Konawaena Students Tackle Local, National & Worldwide Problems
The energy at Konawaena Middle School in Kealakekua was exhilarating due to an exciting annual event.
It was a special day at KMS—even the students, who typically wear uniforms, were allowed to dress in their own attire. One group of students even created their own shirts just for the occasion.
Each school year, groups of eighth-grade students at KMS must tackle any preexisting anxieties they may have about standing in front of their peers and community members in order to present their Kūlia I Ka Nuʻu group projects.
Kūlia I Ka Nuʻu projects offer the opportunity for students to think critically about problems that are pertinent to both their immediate and remote worlds and asks them to come up with solutions to those problems.
The experience is meant to help them transition into high school and can certainly be beneficial in college and post-college.
These projects consist of identifying local, national and worldwide problems. Then they are required to conduct research, create a solution and write a 10-page paper.
The issues they chose to confront weren’t typical eighth-grade problems. Topics did not include how to get virtual “likes” on Facebook or even how to get real likes from a girlfriend or boyfriend.

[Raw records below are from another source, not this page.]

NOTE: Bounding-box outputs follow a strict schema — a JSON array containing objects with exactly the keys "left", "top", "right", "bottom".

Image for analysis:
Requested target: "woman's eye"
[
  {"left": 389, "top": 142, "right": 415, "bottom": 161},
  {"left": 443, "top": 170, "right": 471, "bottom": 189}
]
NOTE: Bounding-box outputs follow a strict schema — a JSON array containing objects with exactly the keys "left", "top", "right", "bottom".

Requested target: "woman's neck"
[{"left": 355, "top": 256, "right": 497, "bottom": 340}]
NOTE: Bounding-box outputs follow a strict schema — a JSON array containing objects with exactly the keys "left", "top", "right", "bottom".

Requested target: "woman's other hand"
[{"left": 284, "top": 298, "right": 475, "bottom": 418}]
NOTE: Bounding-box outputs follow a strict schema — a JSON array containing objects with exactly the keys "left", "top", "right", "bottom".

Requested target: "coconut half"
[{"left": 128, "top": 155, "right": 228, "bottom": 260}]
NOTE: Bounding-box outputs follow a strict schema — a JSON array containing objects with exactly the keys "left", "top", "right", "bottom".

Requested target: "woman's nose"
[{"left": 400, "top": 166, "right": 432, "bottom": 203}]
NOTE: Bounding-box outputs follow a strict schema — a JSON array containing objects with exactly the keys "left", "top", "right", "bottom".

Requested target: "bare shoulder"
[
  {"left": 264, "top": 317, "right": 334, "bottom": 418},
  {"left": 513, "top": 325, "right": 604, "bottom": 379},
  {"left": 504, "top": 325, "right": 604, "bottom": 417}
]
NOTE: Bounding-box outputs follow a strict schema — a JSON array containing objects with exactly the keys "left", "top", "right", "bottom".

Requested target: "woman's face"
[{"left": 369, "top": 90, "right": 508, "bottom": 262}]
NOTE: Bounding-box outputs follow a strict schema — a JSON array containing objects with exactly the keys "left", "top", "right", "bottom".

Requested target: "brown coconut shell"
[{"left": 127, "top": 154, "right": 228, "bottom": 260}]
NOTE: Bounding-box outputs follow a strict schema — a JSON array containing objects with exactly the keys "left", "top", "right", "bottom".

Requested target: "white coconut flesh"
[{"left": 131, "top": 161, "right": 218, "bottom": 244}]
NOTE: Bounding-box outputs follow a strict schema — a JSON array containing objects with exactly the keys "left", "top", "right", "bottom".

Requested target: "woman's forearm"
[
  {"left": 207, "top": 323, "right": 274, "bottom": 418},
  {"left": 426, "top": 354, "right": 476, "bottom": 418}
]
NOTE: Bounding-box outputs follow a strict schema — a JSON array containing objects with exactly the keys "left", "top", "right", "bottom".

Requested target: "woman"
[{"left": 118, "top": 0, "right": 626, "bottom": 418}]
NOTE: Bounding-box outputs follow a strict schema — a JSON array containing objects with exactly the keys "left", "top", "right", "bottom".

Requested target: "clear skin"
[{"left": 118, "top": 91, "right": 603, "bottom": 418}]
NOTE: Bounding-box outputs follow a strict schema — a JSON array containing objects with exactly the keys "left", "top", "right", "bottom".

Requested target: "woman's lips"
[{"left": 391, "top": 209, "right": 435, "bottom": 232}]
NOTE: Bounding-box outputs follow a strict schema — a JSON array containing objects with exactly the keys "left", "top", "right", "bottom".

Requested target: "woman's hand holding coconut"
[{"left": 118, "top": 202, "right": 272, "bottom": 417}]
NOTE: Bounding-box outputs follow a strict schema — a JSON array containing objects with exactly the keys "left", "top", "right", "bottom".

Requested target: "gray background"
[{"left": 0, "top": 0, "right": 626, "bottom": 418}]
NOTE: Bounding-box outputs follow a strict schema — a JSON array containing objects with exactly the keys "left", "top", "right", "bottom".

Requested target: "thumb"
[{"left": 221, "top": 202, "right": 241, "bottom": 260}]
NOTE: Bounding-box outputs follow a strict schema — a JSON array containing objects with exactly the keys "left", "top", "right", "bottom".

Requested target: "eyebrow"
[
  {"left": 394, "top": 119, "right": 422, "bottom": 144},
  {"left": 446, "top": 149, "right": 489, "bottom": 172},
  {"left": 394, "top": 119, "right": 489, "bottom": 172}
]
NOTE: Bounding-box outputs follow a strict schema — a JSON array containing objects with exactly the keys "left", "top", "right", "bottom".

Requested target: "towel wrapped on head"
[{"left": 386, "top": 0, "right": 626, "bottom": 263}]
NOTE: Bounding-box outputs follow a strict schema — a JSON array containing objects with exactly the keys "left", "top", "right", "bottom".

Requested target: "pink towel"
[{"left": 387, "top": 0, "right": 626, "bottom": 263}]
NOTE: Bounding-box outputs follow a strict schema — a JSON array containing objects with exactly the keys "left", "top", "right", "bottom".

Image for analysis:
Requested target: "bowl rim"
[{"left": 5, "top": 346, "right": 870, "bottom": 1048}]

The challenges they tackled were very much the opposite—deep and profound—including ocean pollution, endangered Hawaiian animals, teen depression, the Syrian refugee crisis, protecting Hawaiian culture, mālama ʻāina, drug overdosing and overfishing.
Possible solutions are not just theoretical—some students are attempting to apply their projects to real-life scenarios.

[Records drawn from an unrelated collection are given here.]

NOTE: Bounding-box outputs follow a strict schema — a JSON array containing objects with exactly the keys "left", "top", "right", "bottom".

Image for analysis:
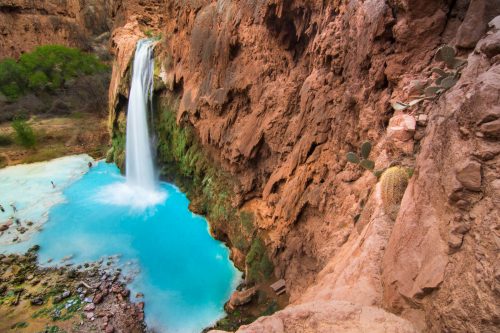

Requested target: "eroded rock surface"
[{"left": 106, "top": 0, "right": 500, "bottom": 332}]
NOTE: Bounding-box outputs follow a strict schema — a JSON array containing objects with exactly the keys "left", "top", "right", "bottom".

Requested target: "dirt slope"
[{"left": 106, "top": 0, "right": 500, "bottom": 332}]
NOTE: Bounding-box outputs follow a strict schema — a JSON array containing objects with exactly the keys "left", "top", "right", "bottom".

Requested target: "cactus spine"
[{"left": 381, "top": 166, "right": 410, "bottom": 220}]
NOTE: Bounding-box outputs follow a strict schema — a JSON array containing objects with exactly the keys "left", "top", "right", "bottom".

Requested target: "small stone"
[
  {"left": 456, "top": 199, "right": 469, "bottom": 209},
  {"left": 458, "top": 126, "right": 470, "bottom": 136},
  {"left": 387, "top": 114, "right": 416, "bottom": 142},
  {"left": 456, "top": 161, "right": 481, "bottom": 191},
  {"left": 121, "top": 289, "right": 130, "bottom": 297},
  {"left": 83, "top": 303, "right": 95, "bottom": 312},
  {"left": 92, "top": 293, "right": 104, "bottom": 304},
  {"left": 30, "top": 297, "right": 43, "bottom": 305},
  {"left": 417, "top": 114, "right": 428, "bottom": 126},
  {"left": 448, "top": 234, "right": 464, "bottom": 250},
  {"left": 480, "top": 119, "right": 500, "bottom": 138}
]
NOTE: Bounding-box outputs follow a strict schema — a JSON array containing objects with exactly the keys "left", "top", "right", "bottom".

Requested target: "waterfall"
[
  {"left": 126, "top": 39, "right": 156, "bottom": 191},
  {"left": 96, "top": 39, "right": 167, "bottom": 210}
]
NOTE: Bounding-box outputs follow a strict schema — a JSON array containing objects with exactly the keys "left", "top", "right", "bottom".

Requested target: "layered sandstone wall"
[{"left": 110, "top": 0, "right": 500, "bottom": 332}]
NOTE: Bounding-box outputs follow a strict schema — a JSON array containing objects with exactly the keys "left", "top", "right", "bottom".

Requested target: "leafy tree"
[
  {"left": 0, "top": 45, "right": 108, "bottom": 100},
  {"left": 0, "top": 58, "right": 26, "bottom": 100},
  {"left": 12, "top": 118, "right": 36, "bottom": 148}
]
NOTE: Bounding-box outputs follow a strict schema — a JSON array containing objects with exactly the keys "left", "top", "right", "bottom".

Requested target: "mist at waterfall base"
[
  {"left": 34, "top": 162, "right": 240, "bottom": 333},
  {"left": 101, "top": 39, "right": 165, "bottom": 209},
  {"left": 0, "top": 40, "right": 240, "bottom": 333}
]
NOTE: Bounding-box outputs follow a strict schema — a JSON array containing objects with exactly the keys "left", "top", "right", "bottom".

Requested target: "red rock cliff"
[{"left": 110, "top": 0, "right": 500, "bottom": 332}]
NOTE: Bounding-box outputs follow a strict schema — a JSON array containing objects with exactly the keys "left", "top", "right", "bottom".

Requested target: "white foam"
[
  {"left": 0, "top": 154, "right": 95, "bottom": 245},
  {"left": 95, "top": 183, "right": 167, "bottom": 210}
]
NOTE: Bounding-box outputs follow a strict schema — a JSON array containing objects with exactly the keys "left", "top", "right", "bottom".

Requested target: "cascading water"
[
  {"left": 126, "top": 39, "right": 155, "bottom": 191},
  {"left": 98, "top": 39, "right": 166, "bottom": 209}
]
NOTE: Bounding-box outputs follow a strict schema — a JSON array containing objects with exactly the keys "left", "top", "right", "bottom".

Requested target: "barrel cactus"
[{"left": 381, "top": 166, "right": 410, "bottom": 220}]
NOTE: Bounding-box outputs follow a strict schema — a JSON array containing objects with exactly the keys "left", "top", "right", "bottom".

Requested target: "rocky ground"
[
  {"left": 0, "top": 246, "right": 145, "bottom": 333},
  {"left": 0, "top": 112, "right": 109, "bottom": 167},
  {"left": 109, "top": 0, "right": 500, "bottom": 332}
]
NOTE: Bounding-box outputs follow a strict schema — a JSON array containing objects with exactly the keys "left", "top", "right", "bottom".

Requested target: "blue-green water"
[{"left": 23, "top": 162, "right": 240, "bottom": 333}]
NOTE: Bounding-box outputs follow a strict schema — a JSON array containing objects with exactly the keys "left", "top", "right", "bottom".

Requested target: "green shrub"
[
  {"left": 0, "top": 134, "right": 14, "bottom": 146},
  {"left": 245, "top": 237, "right": 274, "bottom": 282},
  {"left": 0, "top": 45, "right": 108, "bottom": 100},
  {"left": 12, "top": 118, "right": 36, "bottom": 148},
  {"left": 0, "top": 58, "right": 26, "bottom": 100},
  {"left": 380, "top": 166, "right": 410, "bottom": 220}
]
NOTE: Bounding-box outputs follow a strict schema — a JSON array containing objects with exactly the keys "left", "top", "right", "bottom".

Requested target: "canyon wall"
[
  {"left": 0, "top": 0, "right": 121, "bottom": 59},
  {"left": 110, "top": 0, "right": 500, "bottom": 332}
]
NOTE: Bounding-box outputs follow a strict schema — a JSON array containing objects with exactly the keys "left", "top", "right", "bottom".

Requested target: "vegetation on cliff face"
[
  {"left": 107, "top": 88, "right": 274, "bottom": 283},
  {"left": 155, "top": 93, "right": 273, "bottom": 282}
]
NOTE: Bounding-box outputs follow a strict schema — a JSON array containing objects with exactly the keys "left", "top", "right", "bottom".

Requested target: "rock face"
[
  {"left": 0, "top": 0, "right": 121, "bottom": 59},
  {"left": 106, "top": 0, "right": 500, "bottom": 332}
]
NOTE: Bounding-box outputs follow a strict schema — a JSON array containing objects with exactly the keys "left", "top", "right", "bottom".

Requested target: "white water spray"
[
  {"left": 126, "top": 39, "right": 156, "bottom": 191},
  {"left": 97, "top": 39, "right": 166, "bottom": 209}
]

One group who researched “Preserving Native Hawaiian Forests,” looked for ways they could do good in their own backyards. They brought in keiki trees and will soon be planting them with their classmates.
Another group felt there was a lack of sports field infrastructure in Kona and wanted to do something about it.
“[The group] interviewed the director of Parks and Recreation in Hilo, Charmaine L. Kamaka… and asked her why Hilo has more sports fields than Kona,” said Rhianna Clark, an eighth-grade English teacher and a Kūlia I Ka Nuʻu’s organizer.
Director Kamaka informed them that there are plans to build a large sports complex in the Kealakehe area, but in order to not lose the gifted land, the county will need to start construction soon.
Clark said the group passed around letters of support for students to sign.
“They are going to send them to the mayor’s office this week in hope to continue the momentum and have the field built,” said Clark.
Another group focused inward, learning about their own history. Their project was about the United States’ nuclear bomb testing in the Marshall Islands. The testing included dropping a hydrogen bomb on Bikini Atoll in 1954, which contaminated the surrounding islands and people with high levels of radiation. The test was considered to be about 1,000 times more powerful than the atomic bomb dropped on Hiroshima. Their research revealed why a huge population of Marshallese people was relocated to Hawaiʻi.
“Kūlia i ka nuʻu,” Queen Kapiʻolani’s motto meaning “strive to reach the summit” is exactly what KMS students accomplished during this significant challenge.